User Datagram Protocol (UDP) is the protocol from another host of an IP address to a host (corresponding to the transport layer of the OSI reference model ). UDP provides any advanced functions supported by TCP. No timer, no stream control and management mechanisms, accelerated transmission of response and emergency data, or any other functions. UDP does not support retransmission. UDP and TCP are very different protocols designed to do different things. TCP provides higher reliability, while UDP is a simple protocol that sends packets as much as possible. TCP is more complex and requires a lot of functional overhead, while UDP is simple and efficient. UDP is generally considered unreliable because it does not have any reliability mechanism of TCP. There is no receiving and response mechanism, data delivery in disordered order, or even no re-transmission mechanism for damaged data. UDP cannot guarantee that the data will arrive at the destination without being damaged. Therefore, UDP is suitable for sending small-scale data. TCP is more suitable for dividing the data into multiple heat preservation and mediation of Data Liu.
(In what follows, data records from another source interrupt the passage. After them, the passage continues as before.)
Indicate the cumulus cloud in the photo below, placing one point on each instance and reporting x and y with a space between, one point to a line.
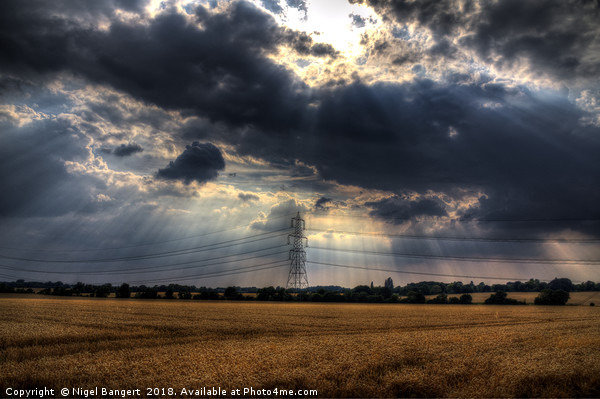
321 202
125 150
528 150
247 197
398 210
199 162
557 38
279 215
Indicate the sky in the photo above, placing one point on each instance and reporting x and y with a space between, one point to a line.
156 142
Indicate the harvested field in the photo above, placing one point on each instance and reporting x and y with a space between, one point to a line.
341 350
577 298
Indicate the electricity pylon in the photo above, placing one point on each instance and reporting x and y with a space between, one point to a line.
297 277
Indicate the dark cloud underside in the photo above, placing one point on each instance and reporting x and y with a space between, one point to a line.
526 150
199 162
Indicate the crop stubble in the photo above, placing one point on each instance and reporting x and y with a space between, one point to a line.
361 350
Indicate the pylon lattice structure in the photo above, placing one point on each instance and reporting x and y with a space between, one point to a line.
297 278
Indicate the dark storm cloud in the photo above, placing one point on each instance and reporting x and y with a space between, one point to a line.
199 162
398 210
320 203
245 197
527 152
300 5
219 71
558 37
125 150
273 6
33 177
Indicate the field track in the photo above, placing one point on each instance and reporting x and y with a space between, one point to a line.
341 350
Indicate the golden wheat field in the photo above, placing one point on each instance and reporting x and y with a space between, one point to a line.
340 350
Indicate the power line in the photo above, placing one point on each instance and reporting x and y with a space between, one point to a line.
417 273
242 270
137 270
139 244
451 238
384 218
156 255
464 258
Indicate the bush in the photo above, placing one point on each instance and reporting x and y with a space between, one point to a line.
500 298
552 297
466 299
123 291
440 298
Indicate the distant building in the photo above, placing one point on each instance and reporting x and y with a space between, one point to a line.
389 283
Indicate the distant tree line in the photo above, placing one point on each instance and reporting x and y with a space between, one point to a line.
555 292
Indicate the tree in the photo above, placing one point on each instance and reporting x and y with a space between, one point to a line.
441 298
184 293
103 291
231 293
561 284
552 297
414 297
435 289
500 298
389 283
123 291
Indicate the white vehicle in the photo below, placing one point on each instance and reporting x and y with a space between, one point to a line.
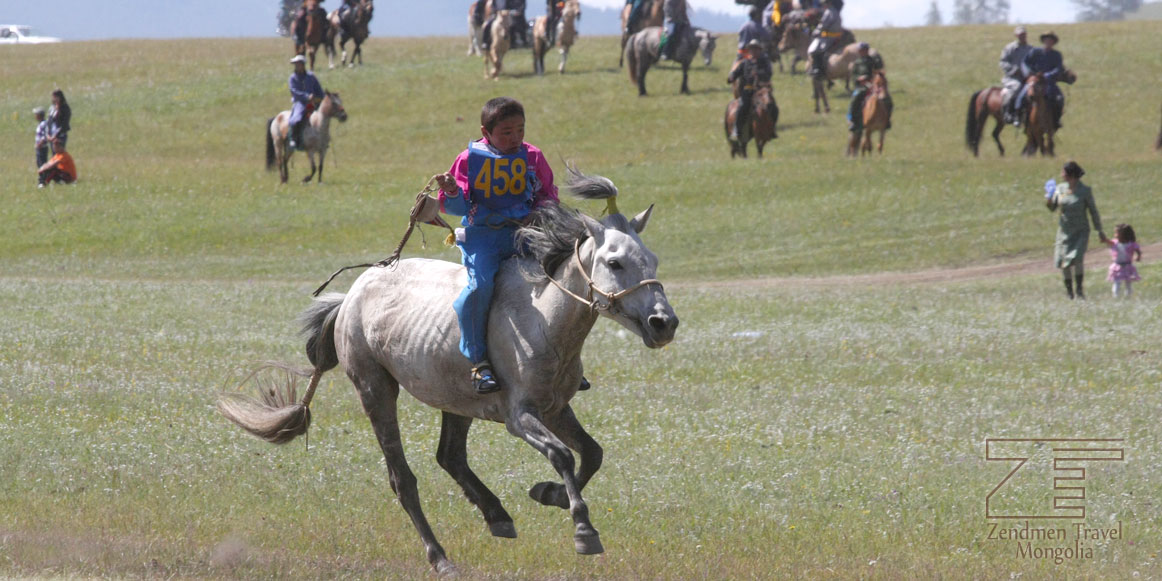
18 34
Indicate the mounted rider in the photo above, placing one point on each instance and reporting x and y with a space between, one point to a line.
862 71
752 71
825 36
1013 78
306 93
1048 63
678 27
753 30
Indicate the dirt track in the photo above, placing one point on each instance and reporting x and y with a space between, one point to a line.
1097 256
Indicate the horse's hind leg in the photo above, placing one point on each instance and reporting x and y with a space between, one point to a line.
526 423
453 457
996 136
379 393
567 428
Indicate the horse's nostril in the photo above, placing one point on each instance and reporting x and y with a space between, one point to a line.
658 323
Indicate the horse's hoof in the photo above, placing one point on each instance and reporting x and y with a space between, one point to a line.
550 494
503 529
588 544
445 568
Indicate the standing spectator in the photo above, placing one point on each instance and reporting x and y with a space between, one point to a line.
1073 200
59 116
42 142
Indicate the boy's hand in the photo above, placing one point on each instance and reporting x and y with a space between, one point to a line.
446 183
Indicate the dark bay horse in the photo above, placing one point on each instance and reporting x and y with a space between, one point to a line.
984 103
353 26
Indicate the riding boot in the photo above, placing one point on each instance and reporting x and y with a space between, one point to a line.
482 380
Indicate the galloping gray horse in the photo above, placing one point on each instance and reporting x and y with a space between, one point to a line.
642 50
395 328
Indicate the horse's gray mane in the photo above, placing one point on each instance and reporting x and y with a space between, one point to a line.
554 229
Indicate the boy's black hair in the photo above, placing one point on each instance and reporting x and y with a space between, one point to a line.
1124 232
499 109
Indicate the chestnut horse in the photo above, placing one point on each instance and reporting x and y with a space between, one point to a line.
1039 124
876 115
984 103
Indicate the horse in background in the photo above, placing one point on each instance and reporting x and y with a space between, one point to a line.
644 49
566 35
316 137
494 57
1039 124
353 26
984 103
762 123
707 43
317 31
652 15
876 115
395 330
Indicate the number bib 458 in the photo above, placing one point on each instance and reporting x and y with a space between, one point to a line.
497 180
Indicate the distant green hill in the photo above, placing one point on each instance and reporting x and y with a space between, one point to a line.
1152 11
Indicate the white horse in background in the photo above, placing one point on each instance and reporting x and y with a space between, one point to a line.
494 57
566 35
395 329
316 137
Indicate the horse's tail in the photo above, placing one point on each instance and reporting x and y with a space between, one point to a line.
271 160
972 129
631 59
279 416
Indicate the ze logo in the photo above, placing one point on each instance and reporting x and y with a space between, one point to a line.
1026 490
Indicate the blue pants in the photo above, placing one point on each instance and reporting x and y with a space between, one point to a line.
483 249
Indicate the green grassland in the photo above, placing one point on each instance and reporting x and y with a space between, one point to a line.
823 430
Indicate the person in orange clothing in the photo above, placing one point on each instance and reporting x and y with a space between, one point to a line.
61 169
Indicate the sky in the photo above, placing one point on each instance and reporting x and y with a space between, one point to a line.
74 20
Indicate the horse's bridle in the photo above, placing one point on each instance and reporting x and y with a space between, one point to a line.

UDP header the UDP header contains a 16-bit source port number, a 16-bit destination port number, a 16-bit UDP length, a 16-bit checksum, and a UDP data segment (if any ). UDP port numbers and TCP port numbers exist independently. The UDP length field refers to the byte length of the UDP header and UDP data. The minimum value of this field is 8 (2 32 bit long ). The UDP checksum and UDP checksum overwrite the UDP header and UDP data. In addition, UDP checksum is optional.